I cant comment on the ubiquity of these jobs. But I work for a (non us) national government organisation with a union. Pay is the same the country round so living in a relatively major city with significantly lower cost of living than the majors means I get a pretty damn good quality of life, better cost of living and job security out of less money than some jobs.
Its not just the dollar figure but what it gets you and where.
High value crop consultants - good ones can make a surprising amount of money (200k+) This isn't your dumbfuck row crops like corn and soy. Think fruit trees, nut trees, viticulture, vegetables, organic production etc.
Many college graduates have a job offers their junior year. Anymore you'll want to have a double major of biology/Ag.
Honestly, some of the trades sound great. I really do miss back in the day when Discovery wasn't complete trash and Mike Rowe wasn't a complete loser, Dirty Jobs gave me a lot of respect to the often shit upon working class.
US government jobs. Find something you're interested in, get some education, take the civil service exams, profit.
When I was early 20s, I wanted to get rich quick.

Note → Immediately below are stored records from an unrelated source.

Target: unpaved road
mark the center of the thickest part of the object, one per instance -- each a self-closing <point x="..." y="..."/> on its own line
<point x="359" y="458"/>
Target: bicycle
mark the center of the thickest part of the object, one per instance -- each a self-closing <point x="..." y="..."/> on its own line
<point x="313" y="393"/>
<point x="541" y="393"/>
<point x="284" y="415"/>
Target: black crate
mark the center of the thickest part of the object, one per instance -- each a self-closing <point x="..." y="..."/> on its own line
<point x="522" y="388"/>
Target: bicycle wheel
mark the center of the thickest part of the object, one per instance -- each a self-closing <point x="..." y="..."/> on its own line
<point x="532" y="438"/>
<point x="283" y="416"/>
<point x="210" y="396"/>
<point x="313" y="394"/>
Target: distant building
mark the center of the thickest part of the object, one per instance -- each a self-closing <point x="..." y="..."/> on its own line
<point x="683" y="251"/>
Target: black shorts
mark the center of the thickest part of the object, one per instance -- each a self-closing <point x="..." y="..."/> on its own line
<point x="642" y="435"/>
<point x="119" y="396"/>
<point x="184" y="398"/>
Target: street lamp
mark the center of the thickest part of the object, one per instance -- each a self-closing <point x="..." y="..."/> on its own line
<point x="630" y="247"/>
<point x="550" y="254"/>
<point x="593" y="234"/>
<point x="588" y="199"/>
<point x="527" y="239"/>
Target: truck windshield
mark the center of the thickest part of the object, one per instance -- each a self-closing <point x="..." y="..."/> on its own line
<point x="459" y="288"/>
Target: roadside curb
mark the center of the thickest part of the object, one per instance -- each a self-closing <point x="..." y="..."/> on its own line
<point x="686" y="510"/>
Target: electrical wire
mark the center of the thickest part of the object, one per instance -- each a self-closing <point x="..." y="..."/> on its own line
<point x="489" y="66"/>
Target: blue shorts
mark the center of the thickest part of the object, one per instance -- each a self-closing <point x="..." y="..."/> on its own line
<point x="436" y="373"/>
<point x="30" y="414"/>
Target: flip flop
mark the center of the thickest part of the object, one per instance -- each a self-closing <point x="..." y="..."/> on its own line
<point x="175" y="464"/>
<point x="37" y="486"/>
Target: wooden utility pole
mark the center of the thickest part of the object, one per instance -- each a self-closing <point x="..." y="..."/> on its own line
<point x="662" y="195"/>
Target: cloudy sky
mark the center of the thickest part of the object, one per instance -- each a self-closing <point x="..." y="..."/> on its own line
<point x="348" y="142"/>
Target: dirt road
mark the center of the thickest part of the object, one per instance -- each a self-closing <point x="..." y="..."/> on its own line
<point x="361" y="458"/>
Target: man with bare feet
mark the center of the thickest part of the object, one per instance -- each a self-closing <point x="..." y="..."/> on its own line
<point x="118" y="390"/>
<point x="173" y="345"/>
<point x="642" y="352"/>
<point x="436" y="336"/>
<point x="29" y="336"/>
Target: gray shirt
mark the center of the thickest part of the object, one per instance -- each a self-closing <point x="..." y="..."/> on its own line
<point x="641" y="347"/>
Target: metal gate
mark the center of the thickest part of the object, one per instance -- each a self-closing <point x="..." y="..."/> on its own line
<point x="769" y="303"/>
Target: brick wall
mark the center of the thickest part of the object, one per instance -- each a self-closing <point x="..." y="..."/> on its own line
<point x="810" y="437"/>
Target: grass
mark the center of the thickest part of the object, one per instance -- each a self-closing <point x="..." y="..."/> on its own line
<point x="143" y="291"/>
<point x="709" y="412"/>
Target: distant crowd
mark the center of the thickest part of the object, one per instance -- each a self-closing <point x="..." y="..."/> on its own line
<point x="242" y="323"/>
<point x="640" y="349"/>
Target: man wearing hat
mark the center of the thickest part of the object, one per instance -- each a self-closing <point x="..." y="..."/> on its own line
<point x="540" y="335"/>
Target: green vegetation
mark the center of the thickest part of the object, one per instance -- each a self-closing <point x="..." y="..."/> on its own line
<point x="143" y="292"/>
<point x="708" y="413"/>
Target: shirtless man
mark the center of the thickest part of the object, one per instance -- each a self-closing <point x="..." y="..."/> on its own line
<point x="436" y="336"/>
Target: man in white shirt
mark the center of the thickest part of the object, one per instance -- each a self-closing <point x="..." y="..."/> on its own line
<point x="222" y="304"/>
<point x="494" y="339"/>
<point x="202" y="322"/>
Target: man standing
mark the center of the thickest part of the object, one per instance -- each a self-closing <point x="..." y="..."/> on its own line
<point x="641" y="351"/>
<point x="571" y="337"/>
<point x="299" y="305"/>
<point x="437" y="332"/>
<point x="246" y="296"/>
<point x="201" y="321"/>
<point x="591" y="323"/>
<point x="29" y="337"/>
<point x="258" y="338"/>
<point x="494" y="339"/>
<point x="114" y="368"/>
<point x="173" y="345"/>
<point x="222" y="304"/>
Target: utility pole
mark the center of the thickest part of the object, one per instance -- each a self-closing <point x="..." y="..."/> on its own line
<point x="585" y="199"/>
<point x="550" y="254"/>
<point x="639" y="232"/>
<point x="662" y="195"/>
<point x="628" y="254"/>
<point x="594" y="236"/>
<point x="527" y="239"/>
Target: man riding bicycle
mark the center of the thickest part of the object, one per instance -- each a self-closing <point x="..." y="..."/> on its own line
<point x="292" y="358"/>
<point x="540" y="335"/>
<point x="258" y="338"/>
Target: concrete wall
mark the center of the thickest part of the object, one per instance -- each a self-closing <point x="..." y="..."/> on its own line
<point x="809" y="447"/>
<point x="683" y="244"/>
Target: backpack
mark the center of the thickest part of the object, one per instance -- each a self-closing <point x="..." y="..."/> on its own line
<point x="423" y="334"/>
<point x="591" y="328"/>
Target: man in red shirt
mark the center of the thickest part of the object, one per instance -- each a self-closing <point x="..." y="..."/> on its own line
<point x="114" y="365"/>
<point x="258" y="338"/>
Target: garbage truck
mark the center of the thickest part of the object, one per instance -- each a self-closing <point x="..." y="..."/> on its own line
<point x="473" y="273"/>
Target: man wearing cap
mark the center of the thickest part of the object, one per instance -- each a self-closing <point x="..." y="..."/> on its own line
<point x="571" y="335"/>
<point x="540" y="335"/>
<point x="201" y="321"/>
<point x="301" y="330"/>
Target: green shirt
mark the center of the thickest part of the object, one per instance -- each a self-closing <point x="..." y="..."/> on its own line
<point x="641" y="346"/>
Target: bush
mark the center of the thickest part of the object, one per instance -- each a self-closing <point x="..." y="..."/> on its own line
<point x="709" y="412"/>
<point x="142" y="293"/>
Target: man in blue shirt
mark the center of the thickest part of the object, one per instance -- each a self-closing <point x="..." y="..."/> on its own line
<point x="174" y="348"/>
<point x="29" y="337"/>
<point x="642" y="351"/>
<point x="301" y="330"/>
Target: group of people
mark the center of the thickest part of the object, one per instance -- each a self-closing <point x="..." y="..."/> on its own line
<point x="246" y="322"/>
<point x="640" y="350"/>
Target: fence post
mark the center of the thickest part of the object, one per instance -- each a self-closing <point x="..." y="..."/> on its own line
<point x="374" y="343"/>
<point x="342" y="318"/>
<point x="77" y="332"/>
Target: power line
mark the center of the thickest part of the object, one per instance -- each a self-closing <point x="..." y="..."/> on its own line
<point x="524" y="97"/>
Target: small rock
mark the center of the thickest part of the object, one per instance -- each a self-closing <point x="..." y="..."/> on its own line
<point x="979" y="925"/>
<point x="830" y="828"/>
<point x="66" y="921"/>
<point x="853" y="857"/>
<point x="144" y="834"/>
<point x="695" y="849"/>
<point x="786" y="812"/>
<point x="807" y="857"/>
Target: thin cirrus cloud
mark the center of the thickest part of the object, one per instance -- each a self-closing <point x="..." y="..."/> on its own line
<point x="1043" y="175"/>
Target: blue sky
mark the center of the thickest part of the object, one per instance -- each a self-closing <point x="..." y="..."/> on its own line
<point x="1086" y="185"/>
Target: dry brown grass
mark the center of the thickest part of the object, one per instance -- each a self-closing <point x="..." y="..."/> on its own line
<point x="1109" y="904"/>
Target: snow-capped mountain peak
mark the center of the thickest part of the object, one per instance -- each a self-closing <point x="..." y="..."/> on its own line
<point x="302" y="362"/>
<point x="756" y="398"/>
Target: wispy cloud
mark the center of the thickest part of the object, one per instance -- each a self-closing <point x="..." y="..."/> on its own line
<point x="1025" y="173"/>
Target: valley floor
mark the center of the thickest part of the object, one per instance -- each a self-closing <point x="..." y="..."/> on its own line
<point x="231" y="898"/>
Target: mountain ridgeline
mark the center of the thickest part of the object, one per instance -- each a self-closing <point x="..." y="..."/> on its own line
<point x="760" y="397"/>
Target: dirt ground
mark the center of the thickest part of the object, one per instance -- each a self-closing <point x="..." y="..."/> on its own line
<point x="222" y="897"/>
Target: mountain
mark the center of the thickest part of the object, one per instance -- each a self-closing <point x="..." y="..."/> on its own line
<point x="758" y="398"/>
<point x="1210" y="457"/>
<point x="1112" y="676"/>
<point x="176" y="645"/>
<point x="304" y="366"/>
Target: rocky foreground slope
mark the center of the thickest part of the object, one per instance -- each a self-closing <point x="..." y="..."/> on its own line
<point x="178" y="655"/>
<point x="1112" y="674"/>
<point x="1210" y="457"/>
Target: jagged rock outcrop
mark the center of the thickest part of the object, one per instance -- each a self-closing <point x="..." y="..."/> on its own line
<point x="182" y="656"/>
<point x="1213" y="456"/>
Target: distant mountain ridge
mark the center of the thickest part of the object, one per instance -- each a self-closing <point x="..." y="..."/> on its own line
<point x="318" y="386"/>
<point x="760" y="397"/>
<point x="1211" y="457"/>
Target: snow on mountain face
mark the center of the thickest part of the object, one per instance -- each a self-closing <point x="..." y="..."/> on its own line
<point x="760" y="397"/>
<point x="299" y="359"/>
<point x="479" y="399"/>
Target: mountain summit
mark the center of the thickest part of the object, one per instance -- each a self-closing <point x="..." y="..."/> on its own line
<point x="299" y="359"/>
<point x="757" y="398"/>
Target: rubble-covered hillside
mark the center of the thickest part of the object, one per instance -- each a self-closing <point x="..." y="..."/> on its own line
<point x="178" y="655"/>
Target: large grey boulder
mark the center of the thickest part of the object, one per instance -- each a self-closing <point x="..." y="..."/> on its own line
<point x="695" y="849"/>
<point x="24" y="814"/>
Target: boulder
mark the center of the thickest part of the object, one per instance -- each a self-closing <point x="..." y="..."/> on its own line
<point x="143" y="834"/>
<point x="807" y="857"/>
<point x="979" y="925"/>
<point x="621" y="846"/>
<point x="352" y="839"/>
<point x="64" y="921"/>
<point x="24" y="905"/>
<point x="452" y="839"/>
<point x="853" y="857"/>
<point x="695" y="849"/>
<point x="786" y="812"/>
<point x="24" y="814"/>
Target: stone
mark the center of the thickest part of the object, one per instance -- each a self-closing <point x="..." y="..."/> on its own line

Followed my dad into insurance, even though I had no interest or sales skills. Learned a lot! And dad was a stunning salesman. Made about every penny off referrals, because he hooked people up with products that worked for them, not a monolithic company. (He represented 20 or so firms.)
Yeah. Easing into IT worked out, and I'm doing well, but looking at where I'm at 30 years later, fuck me, I should have stuck with forestry and been a ranger. I'd probably be retired by now and raking in pay. Benefits out the ass, all that. Imagine how healthy I would be after 20-years of ranger work! I'm OK now, despite a "sinful" life. :) Then I could retire to my dream job, being a campground host at a national or state park. LOL, live on a lake and tell the kids to keep it quiet and keep the beer on the downlow. Walk around killing the occasional fire ant mound.
And while we're at it, US military. God. Damn. I could have learned IT properly, retired after 20-years in, came back and consulted for the DoD. My bf in high school went in a fat body, came out hard, spent a couple of years active, then went National Guard.
Retired after a few years in, and then once a month on exercises, he's fucking loaded. Retired at 39. Collects classic cars for kicks.
And for those of you who think "military" = "combat", LOL no, most of you couldn't get into combat if you tried.
He only saw "light" combat in central America, in the early 90's (we were not in El Salvador, did not happen!) He got in the fight because he begged for it.